In the military, you didn't have to negotiate your salary - or keep quiet about what it was.
Fitting in with coworkers can be difficult at the best of times, but for military veterans who recently returned from active service, it can reach a whole new level of awkward. After being in an environment where their actions could determine life or death for someone, landing a veteran’s job in a company where the most action takes place around the water cooler can be a real anti-climax.
Here’s why fitting in is harder for veterans:
The military typically makes things simple for service members. You receive orders and are required to follow them. Everything else is taken care of – your accommodation, training, healthcare, even food – and you’re never in a position where you have to fend for yourself. Once you return, however, getting back in the swing of finding a place to stay near to your job, buying the right clothes for a corporate position, cooking, exercising and eating healthy food becomes challenging, especially for single veterans. Your coworkers are accustomed to dealing with all these issues and it becomes routine for them while being on your own can be traumatic for you. If you’re also experiencing PTSD at the same time as starting a veteran’s job, it could all get to be just a tad too much.
This is unheard of in the military. If you ask or tell someone to do something, it’s done. In an office environment, you can ask your coworker for those stats he promised five times before you get them—if you’re lucky. This can be very difficult to handle for veterans, especially those who have held command posts in the military. In addition, there are certain protocols to follow when it comes to approaching slackers in the workplace, and the methods that would have worked in the military just won’t do.
In the armed forces, you’re part of a team and the focus isn’t on you, or anyone else. In civilian life, people are encouraged to express their individuality, and that often happens with a degree of narcissism or ego-centric behavior. “It’s all about me” is a familiar way of thinking in others that it can take time to adjust to. Veterans often end up being thought of as reserved or withdrawn, simply because they aren’t accustomed to discussing their private business with their colleagues and expecting them to be interested. Learning to mix comfortably with co-workers can be especially challenging for long-term service members in a civilian veteran’s job.

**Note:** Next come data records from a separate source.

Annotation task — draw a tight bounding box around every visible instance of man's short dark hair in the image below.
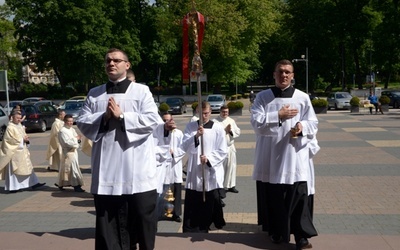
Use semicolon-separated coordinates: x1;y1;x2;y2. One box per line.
220;104;229;110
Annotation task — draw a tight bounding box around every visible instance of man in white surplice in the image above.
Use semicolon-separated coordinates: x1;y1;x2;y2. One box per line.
182;102;228;233
46;110;65;171
0;110;46;193
56;115;85;192
77;49;163;249
215;105;240;193
251;60;319;249
154;113;185;222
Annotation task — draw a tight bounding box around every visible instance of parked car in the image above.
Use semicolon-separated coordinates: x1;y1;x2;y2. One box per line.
64;99;85;121
68;95;86;100
165;97;186;114
381;90;400;109
327;92;352;109
4;100;22;114
0;107;9;141
206;95;225;113
22;97;46;104
22;102;58;132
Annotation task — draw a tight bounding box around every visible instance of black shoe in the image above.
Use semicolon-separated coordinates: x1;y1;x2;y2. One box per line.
54;183;65;191
271;234;283;244
172;215;182;223
296;238;312;250
32;182;46;190
74;186;85;193
228;187;239;194
47;166;58;172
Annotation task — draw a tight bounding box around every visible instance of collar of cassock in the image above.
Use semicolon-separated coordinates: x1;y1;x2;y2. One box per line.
106;78;131;94
271;86;294;98
197;120;214;129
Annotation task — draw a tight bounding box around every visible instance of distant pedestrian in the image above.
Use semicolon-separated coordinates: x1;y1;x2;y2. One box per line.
56;115;85;192
46;110;65;171
0;110;46;193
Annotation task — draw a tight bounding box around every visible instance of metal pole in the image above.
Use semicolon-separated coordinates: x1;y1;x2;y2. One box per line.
190;2;206;202
306;47;308;94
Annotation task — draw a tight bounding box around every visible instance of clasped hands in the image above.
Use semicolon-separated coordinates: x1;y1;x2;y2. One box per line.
196;126;208;164
278;104;303;135
105;97;122;121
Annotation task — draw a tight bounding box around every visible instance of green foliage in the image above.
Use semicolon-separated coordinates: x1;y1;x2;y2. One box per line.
158;102;169;113
227;101;244;110
311;99;328;107
192;102;199;110
379;95;390;105
350;96;360;107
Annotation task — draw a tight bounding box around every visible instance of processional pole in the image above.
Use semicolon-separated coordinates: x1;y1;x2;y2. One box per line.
186;0;206;202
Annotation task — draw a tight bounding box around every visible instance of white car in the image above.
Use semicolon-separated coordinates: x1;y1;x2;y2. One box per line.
0;106;9;141
207;95;225;113
327;92;353;109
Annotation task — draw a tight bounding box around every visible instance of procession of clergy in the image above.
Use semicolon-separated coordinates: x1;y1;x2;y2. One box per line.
0;58;319;249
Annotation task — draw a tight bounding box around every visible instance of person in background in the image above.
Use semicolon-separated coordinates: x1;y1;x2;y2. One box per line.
368;89;383;115
215;105;240;193
126;69;136;82
0;110;46;193
46;110;65;171
251;60;319;250
55;115;85;192
76;48;163;250
182;102;228;233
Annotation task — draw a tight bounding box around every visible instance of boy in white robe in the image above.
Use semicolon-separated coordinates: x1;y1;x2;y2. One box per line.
76;49;162;249
55;115;85;192
0;110;46;193
46;110;65;171
182;102;228;233
215;105;240;193
251;60;318;249
153;113;185;222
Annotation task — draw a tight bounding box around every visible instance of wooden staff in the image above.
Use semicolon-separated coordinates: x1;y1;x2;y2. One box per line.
190;1;206;202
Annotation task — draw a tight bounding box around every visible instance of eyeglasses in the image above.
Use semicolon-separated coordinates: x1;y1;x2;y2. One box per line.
275;70;293;75
106;58;127;64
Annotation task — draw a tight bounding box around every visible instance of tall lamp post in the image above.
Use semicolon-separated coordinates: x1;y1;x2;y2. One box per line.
292;48;308;94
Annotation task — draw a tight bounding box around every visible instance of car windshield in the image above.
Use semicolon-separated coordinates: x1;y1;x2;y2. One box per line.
208;96;222;102
336;93;351;99
167;99;179;106
392;92;400;97
65;102;83;110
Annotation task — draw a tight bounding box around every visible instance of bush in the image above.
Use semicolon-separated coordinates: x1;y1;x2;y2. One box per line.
192;102;199;110
227;101;244;110
158;102;169;113
311;99;328;107
350;96;360;107
379;95;390;105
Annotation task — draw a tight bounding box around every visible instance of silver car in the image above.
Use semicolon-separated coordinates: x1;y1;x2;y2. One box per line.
327;92;353;109
207;95;225;113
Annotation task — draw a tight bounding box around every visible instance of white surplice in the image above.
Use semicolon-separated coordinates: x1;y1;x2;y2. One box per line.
58;126;84;187
76;83;163;195
182;121;228;192
214;116;240;189
251;89;319;194
0;122;39;191
46;118;64;171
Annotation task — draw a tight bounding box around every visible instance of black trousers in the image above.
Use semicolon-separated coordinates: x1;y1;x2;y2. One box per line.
183;189;225;233
172;183;182;216
94;190;157;250
265;181;318;242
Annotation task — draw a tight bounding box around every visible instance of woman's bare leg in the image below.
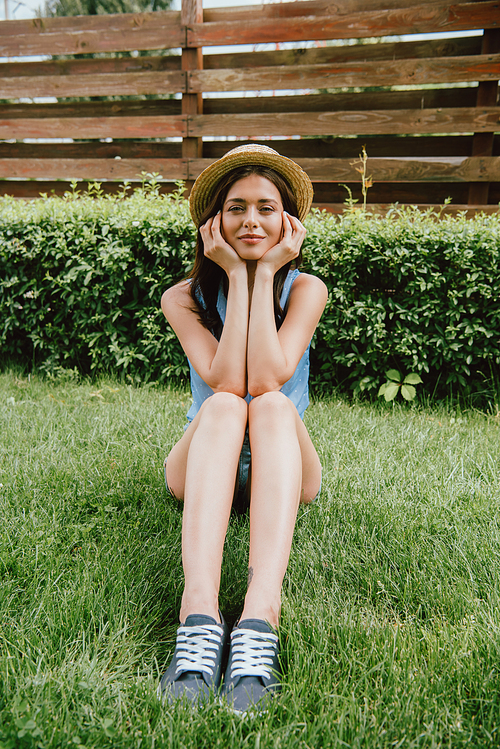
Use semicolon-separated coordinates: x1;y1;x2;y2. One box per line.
166;393;248;622
241;392;321;627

It’s very hard to get “fired” from the military. That doesn’t mean you can’t get in trouble, but it usually isn’t the end of your career. Also, there’s no such thing as a pink slip layoff just for not being a good fit for the team, or producing a less-than-miraculous performance. It can take several layoffs before veterans learn how the system works, and each one saps their confidence and enthusiasm. This makes it important to build up some savings while you are working in a veteran’s job, as well as a good support system of family members and friends. Avoid getting too close to coworkers because if you do get fired or laid off, staying friends with them can be difficult.
Negotiating your compensation based on your value to the company and the impact of your deliverables is another foreign concept for veterans. Military pay is transparent and based on your rank and your needs. It lands in your bank account every pay period without fail unless there is a hiccup. When veterans join the civilian workforce, however, they have to not only determine what their own needs are but they may have to negotiate to get a livable rate, too. Then there’s the issue of confidentiality that surrounds most workplace salaries, which can be a major adjustment for someone who has spent several years simply receiving regular payments.
Healthcare, insurance, business terminology and time off can also be confusing and hard to navigate for veterans. Your best bet is to identify a mentor or supervisor who can advise you of the best course of action when you’re in doubt, or find someone in the HR department who understands your background and is sympathetic to your needs. Socially awkward behavior can cost you in terms of lost promotions, lost prospects and ineffective presentations, so practice smiling, making eye contact, talking to others and asking questions to keep them talking.